I've struggled with anxiety on and off for about ten years.
It can sometimes manifest itself in unexpected ways, and can lead me to develop bizarre fears or behaviours - such as being unable to answer the phone, or random bouts of dyslexia when under pressure.

I have just started a new job at a well known software company, which I am very lucky to have, given my age.
I (obviously) intend to resolve these personal issues soon, and have started the process of seeking help, but in the time being I am left in an awkward position.

It is clear that the best way forward is honesty with an employer, who can hopefully work with me to reduce the effects in the workplace. My new colleagues and managers are extremely good people, and I have no doubt that this is what they would do. However, given that I have only recently started this job, I feel I havent had enough time to make an impression yet, and I do not want this to be their lasting impression of me.

The main issue here is, I would hate for them to start thinking of me as 'More trouble than I'm worth', or start to regret their decision in appointing me.

Note: These concerns were not raised at interview as, like I previously said, they come and go, and at the time they were not affecting me. But since joining the company they have hit me harder than expected, and I feel obliged to confide in them that they have already started to affect (if not my work) my confidence in the workplace.
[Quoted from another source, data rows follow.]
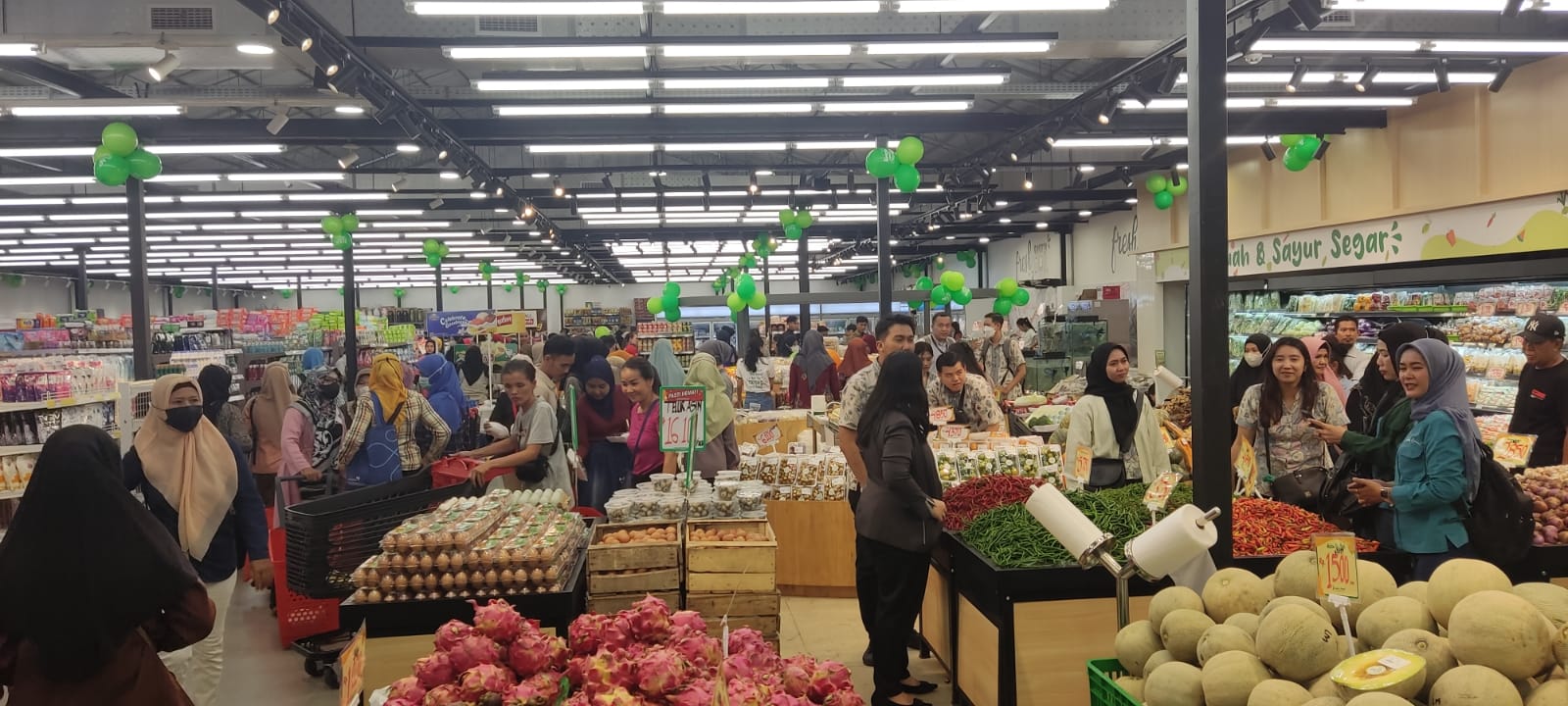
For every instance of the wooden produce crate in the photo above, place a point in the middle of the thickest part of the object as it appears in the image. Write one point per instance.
(726, 567)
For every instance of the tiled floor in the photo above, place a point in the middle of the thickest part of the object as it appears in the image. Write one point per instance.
(258, 672)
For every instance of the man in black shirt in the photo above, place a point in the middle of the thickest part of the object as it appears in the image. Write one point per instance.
(1542, 405)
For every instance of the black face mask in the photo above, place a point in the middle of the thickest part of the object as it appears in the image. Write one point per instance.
(184, 418)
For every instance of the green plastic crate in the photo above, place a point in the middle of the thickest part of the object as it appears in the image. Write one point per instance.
(1102, 689)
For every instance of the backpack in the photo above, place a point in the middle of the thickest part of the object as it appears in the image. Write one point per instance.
(1497, 520)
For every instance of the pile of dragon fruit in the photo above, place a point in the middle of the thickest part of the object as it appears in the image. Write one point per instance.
(643, 656)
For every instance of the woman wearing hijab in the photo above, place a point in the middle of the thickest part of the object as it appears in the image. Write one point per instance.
(721, 452)
(1117, 424)
(216, 381)
(62, 640)
(198, 485)
(812, 373)
(603, 412)
(264, 415)
(475, 376)
(313, 431)
(1439, 463)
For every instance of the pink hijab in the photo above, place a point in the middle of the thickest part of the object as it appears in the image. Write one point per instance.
(1313, 345)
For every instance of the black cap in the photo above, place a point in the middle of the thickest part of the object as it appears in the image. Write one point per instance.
(1542, 328)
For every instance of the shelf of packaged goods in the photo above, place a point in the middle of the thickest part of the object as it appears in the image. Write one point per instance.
(12, 407)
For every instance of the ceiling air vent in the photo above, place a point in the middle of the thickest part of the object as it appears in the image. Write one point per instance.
(522, 24)
(180, 20)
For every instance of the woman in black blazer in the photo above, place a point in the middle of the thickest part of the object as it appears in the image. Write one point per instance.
(898, 523)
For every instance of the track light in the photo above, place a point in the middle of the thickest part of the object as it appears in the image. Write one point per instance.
(161, 70)
(1296, 77)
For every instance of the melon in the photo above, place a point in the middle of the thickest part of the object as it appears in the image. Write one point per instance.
(1247, 622)
(1551, 600)
(1311, 606)
(1473, 684)
(1376, 584)
(1458, 578)
(1173, 684)
(1392, 616)
(1435, 650)
(1181, 631)
(1298, 643)
(1501, 631)
(1233, 590)
(1228, 679)
(1278, 692)
(1134, 645)
(1173, 598)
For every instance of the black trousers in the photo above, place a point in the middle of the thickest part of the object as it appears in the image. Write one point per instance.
(891, 582)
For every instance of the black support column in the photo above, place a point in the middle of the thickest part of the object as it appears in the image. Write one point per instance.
(1206, 235)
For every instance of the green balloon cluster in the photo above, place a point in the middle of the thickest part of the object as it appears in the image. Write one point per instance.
(1300, 149)
(1008, 295)
(898, 164)
(122, 157)
(1165, 188)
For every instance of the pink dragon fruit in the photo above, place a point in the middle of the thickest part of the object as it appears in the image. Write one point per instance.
(472, 651)
(435, 671)
(498, 620)
(407, 687)
(449, 634)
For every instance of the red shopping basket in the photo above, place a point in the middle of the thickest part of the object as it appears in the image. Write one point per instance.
(298, 617)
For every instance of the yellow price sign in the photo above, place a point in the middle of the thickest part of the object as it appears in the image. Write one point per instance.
(1337, 565)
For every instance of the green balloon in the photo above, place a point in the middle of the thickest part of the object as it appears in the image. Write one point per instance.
(145, 165)
(882, 162)
(120, 138)
(112, 172)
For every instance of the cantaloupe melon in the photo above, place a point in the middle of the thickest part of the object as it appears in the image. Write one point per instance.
(1376, 584)
(1392, 616)
(1551, 600)
(1233, 590)
(1173, 598)
(1435, 650)
(1501, 631)
(1278, 692)
(1223, 639)
(1311, 606)
(1247, 622)
(1458, 578)
(1228, 679)
(1298, 643)
(1181, 631)
(1298, 577)
(1134, 645)
(1473, 684)
(1173, 684)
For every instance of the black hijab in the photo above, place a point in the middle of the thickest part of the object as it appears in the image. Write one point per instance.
(1118, 396)
(83, 562)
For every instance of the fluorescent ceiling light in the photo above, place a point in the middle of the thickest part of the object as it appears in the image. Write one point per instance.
(601, 51)
(569, 110)
(439, 8)
(896, 106)
(692, 51)
(562, 85)
(1016, 46)
(93, 110)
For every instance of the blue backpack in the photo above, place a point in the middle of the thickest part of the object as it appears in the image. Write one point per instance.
(376, 460)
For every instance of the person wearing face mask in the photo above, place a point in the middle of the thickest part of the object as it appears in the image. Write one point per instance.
(200, 486)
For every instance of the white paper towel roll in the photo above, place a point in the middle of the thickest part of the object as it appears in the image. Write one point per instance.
(1063, 520)
(1172, 541)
What is the best way to approach a new boss about my health concerns, and when is it appropriate to bring such issues up at a new job?

  • 4
    Welcome to The Workplace! How obvious is the problem to others? If you were to say nothing, how quickly and how spectacularly would the problem arise? (I'm not asking this as a lead-up to "don't say anything"; you've clearly indicated you want to say something. I'm just trying to get a sense of the magnitude of the problem, as it might affect how you do this.) Please answer by editing your question, not by leaving a followup comment -- comments are meant to be temporary. Thanks! May 12, 2015 at 16:13
  • Have you taken this to your doctor? If not then there's some benefit in doing that - and getting a firm diagnosis if possible - before you talk to your employer about it. Also of course, if treatment is effective then the condition will have less impact on your work! (and as a side-benefit you'll probably be happier).
    – A E
    May 13, 2015 at 16:55

6 Answers 6


If and when these issues start impacting your ability to do your job, you need to talk to the company. However, you should have this discussion with HR, not your boss. They will(should) be versed in the policies and laws that apply in your jurisdiction. They can then work with your boss, as appropriate, to handle the situation.

The company may not have a right to know your personal medical details, however, they do have a right to know that something is affecting your ability to do the job you were hired for. If you expect them to take the existence of health concerns into account when evaluating your job performance, you need to share that with someone and that is part of what HR departments are for.

I don't know about UK law (assuming based on your profile), but in the US, reasonable accommodations are required for many situations like this. But no accommodations are possible if you don't at least share some information.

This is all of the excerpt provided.